States abandoned lotteries after the 1830s for three reasons. First, stronger centralized government had greater ability to collect revenue from tariffs, excise taxes on alcohol, income taxes, and property taxes. Second, the shady methods used to sell lottery tickets caused some states to ban the sale of lottery tickets. Third, religious and moral reformers attacked lotteries as a form of gambling that corrupted and impoverished the poor. (Even today, the California Commission is careful not to use certain customers—welfare recipients and illegal aliens—in its celebration of “get rich quick” winners.) Interestingly enough, California took the unusual step of banning lotteries in its first state constitution, a provision now used by some to challenge the constitutionality of “Mega Millions” in this state.

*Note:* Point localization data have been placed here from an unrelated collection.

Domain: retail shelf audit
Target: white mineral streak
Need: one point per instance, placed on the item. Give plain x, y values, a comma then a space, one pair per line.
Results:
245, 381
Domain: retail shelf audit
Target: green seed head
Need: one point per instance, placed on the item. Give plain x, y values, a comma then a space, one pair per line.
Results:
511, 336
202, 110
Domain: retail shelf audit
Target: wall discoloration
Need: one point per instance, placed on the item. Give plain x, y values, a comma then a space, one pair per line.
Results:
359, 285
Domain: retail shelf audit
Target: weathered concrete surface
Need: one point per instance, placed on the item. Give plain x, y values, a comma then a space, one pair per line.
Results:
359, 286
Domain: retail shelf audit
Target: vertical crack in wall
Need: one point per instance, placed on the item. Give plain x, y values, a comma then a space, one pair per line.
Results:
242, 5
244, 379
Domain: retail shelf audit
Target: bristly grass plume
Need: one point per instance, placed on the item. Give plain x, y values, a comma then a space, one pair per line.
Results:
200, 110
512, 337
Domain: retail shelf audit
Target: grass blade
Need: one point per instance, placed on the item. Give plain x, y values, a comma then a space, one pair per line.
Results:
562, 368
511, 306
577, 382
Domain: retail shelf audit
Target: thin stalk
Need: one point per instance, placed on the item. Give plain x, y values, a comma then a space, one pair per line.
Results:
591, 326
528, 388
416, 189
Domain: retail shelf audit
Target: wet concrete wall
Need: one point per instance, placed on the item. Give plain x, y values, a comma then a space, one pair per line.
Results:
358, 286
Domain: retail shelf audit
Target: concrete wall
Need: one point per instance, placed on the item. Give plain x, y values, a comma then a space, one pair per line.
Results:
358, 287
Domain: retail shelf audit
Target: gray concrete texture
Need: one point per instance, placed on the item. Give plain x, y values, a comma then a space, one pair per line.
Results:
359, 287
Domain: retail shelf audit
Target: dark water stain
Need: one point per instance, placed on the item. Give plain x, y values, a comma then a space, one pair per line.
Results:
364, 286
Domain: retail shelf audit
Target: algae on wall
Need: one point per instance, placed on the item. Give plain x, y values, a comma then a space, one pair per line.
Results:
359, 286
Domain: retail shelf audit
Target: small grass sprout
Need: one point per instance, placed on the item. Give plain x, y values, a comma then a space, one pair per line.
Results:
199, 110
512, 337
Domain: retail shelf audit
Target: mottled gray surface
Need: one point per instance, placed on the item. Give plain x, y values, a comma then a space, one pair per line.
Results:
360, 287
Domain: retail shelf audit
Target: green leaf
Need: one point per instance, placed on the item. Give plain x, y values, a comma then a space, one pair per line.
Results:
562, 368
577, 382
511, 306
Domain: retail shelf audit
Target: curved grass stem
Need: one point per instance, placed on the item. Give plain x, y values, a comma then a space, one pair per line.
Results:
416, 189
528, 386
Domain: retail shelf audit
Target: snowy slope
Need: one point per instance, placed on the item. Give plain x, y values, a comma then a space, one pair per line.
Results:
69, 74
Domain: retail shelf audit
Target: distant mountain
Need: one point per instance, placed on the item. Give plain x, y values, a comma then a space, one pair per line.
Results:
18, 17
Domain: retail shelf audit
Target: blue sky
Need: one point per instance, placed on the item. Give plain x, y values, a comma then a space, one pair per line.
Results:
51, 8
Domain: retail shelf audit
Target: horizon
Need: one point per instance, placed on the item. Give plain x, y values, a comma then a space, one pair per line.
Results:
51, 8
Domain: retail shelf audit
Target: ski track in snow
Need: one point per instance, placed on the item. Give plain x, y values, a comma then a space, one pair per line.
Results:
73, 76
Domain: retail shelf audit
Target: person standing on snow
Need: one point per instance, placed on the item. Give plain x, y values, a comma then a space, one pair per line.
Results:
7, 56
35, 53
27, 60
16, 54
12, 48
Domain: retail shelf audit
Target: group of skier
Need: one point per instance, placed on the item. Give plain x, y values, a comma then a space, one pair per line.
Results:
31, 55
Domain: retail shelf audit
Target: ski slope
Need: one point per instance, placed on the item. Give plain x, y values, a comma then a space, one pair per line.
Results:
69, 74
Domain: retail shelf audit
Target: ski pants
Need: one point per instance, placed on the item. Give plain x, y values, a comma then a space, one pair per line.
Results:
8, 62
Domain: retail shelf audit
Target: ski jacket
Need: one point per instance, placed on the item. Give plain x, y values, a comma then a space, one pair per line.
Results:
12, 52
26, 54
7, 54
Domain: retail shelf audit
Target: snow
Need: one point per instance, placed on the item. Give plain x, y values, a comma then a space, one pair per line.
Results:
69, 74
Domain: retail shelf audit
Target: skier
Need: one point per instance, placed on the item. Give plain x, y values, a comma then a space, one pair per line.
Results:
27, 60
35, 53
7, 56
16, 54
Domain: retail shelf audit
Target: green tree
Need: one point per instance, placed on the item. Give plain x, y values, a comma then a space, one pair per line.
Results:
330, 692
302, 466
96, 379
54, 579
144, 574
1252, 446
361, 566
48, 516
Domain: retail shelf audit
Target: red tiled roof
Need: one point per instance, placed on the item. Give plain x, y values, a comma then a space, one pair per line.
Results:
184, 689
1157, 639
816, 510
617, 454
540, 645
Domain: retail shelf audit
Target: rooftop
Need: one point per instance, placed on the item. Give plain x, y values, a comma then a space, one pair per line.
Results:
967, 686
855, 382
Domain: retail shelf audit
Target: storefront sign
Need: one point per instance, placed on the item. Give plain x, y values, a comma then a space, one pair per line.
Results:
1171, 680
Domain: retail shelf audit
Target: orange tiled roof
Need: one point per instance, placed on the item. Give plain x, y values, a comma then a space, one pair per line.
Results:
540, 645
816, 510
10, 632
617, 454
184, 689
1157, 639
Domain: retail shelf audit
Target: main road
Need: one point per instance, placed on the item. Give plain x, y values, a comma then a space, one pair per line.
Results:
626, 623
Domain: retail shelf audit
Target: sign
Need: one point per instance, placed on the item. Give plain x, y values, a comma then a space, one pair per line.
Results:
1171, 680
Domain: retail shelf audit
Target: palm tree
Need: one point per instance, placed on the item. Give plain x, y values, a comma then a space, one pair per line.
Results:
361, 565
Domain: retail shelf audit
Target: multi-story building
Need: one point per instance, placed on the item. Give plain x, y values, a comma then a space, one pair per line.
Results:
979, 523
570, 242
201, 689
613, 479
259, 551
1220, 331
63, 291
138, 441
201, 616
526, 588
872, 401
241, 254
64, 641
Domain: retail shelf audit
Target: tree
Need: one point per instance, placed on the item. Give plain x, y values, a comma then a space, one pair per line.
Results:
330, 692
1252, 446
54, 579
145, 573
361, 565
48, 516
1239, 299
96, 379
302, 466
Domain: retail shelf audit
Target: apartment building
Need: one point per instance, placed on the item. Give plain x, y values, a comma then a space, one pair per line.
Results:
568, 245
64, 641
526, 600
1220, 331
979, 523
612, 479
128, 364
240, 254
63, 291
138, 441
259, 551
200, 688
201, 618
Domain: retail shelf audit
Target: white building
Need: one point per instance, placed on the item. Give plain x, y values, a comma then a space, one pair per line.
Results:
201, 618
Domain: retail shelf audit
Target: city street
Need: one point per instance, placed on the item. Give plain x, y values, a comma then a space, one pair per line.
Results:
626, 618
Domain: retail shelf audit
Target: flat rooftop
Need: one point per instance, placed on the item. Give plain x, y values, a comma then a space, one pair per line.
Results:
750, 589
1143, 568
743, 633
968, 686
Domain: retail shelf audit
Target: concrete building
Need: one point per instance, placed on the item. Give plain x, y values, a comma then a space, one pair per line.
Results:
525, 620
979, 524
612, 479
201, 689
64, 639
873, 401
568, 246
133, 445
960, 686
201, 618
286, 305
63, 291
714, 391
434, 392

In 1964, New Hampshire initiated the rebirth of lottery adoptions. Supporters emphasized increased revenue for education funding if a lottery was enacted. However, even with a lottery, New Hampshire’s relative ranking in average funds spent per pupil did not increase significantly from 1960 to 1980. In 1960, New Hampshire ranked thirtieth among the states in the average funds spent per pupil in average daily attendance but still had that ranking sixteen years after the lottery was adopted.

Lottery advocates also note that lotteries are “voluntary,” in that only the willing pay the tax. Thomas Jefferson is frequently quoted as saying lottery as an “ideal fiscal instrument, one exacting payment solely from those who choose to play.”

Critics emphasize lotteries are state-sanctioned gambling which encourages players to think they can get “something for nothing.” Lottery players expect a great payoff for little investment, and such get-rich-quick thinking inhibits hard work and thrift.

Lotteries enable politicians to avoid making tough (and unpopular) decisions regarding state budgets. Research indicates that when states faced fiscal stress in the 1960s and beyond, politicians adopted lotteries. Frequently this fiscal stress was the result of mismanagement and pork barrel spending. Without additional lottery revenues, state politicians would probably receive greater pressure to operate government more efficiently through privatization, competitive bidding, and so forth.

Politicians love to conceal the greedy hand of government. The lottery is an ideal example. Yet it pilfers the pockets of the poor, does little to stem organized crime, and puts the state in the dubious monopoly of legalized gambling. If it were anyone else—say, John Gotti—we would put these snake oil salesmen in jail. At the very least, it is time to give the state lottery a harder look.